Uit het voorgaande volgt dat zowel de termijn van artikel 516 lid 1 Rv, als die van artikel 517 lid 1 Rv, is overschreden. Met betrekking tot de vraag of een overschrijding van deze termijnen grond vormt om de veiling uit te stellen overweegt de voorzieningenrechter dat de genoemde termijnen in de wet zijn opgenomen als waarborgen om de opbrengst van de veiling te maximeren.

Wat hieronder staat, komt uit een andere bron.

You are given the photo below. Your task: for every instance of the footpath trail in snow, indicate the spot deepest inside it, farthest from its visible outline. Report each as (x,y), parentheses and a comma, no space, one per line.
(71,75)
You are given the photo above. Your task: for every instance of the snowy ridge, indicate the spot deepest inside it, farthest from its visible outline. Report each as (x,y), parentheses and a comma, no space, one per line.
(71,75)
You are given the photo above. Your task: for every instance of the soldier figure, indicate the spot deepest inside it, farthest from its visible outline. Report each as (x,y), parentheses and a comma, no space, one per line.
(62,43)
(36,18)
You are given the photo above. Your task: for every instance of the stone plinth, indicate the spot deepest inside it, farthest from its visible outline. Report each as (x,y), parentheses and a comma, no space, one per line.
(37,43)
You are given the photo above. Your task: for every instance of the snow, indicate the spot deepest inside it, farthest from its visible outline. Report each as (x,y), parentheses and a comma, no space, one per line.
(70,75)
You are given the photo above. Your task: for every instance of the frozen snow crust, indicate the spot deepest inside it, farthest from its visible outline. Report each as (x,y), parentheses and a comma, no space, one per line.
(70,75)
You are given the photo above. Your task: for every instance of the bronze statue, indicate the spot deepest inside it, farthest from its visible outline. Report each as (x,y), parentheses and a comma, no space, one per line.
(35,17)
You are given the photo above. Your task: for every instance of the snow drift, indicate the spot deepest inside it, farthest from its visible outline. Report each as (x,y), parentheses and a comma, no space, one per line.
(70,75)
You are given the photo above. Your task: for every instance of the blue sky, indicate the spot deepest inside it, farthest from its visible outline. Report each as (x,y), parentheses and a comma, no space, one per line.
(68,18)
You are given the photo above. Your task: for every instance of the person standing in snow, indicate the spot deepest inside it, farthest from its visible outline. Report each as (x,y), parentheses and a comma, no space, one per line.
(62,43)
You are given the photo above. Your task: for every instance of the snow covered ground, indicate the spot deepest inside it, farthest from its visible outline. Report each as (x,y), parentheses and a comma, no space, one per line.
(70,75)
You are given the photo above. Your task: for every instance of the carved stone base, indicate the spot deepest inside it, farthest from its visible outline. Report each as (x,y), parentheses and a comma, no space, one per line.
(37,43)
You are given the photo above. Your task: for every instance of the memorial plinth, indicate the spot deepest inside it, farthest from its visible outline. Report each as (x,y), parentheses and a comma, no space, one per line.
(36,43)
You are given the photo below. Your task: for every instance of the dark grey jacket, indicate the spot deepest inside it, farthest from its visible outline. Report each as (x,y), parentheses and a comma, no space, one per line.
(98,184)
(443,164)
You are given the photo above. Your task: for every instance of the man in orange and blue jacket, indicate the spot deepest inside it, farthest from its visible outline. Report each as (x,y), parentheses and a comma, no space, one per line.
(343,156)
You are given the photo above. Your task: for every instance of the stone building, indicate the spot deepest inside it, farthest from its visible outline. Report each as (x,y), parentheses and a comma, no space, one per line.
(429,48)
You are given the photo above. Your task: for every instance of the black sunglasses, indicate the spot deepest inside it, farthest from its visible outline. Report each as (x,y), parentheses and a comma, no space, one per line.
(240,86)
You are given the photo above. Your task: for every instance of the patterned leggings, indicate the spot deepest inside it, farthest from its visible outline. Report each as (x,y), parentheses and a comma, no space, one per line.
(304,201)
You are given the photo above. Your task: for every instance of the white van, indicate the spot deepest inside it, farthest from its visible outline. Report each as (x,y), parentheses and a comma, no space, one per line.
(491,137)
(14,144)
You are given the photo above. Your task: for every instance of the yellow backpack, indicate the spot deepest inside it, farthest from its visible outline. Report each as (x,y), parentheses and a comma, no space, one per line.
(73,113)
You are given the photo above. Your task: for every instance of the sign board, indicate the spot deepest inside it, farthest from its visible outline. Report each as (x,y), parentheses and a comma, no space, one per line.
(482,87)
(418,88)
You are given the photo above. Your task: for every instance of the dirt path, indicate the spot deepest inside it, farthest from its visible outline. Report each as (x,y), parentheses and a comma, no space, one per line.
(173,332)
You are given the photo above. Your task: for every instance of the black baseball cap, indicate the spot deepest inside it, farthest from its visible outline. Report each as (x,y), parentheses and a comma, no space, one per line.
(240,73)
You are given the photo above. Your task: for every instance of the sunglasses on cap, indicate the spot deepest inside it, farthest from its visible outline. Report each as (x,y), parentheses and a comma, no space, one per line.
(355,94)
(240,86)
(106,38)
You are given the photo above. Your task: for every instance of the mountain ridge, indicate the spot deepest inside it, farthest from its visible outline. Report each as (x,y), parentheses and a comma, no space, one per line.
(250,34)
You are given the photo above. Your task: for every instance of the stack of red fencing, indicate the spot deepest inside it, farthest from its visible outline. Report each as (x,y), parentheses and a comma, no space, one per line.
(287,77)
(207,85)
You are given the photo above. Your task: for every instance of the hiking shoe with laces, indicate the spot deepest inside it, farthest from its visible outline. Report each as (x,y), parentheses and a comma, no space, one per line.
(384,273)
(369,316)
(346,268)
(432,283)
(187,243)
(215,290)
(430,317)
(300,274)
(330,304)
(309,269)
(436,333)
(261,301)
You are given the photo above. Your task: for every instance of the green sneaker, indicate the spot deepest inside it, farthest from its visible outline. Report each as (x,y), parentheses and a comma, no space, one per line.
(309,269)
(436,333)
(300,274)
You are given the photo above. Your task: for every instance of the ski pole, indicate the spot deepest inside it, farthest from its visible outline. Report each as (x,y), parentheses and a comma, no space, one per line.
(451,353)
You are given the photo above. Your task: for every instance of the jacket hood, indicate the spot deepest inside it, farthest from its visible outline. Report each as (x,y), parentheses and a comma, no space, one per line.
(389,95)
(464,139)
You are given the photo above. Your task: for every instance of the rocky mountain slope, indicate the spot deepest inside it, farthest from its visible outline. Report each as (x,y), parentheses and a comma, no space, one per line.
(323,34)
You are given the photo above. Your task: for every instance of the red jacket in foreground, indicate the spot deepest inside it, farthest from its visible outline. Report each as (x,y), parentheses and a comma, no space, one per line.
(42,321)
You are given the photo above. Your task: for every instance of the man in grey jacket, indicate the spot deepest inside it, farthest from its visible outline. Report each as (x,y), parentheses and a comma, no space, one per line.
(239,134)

Dit betekent dat aan die termijnen strikt de hand moet worden gehouden ook als, zoals in dit geval, de termijnen met slechts een dag zijn overschreden. Dit betekent dat de voorzieningenrechter zal bepalen dat de veiling niet op 15 maart 2018 zal plaatsvinden.
2.9.
De notaris zal als de in het ongelijk gestelde partij in de proceskosten worden veroordeeld. De kosten aan de zijde van [verzoeker] worden tot op heden begroot op:
- griffierecht € 291,00
- salaris advocaat
904,00(2,0 punten × tarief € 452,00)
Totaal € 1.195,00

3.De beslissing

De voorzieningenrechter
3.1.
bepaalt dat de executoriale verkoop van de hiervoor onder 2.1 genoemde onroerende zaken niet op 15 maart 2018 plaatsvindt, maar op een latere dag en uur;
3.2.
veroordeelt verweerder in de proceskosten, aan de zijde van verzoeker tot op heden begroot op € 1.195,00;
3.3.
wijst het meer of anders verzochte af.
Deze beschikking is gegeven door mr. G.A. van der Straaten en in het openbaar uitgesproken op 14 maart 2018. De feiten en de motivering zijn afzonderlijk vastgelegd op 20 maart 2018.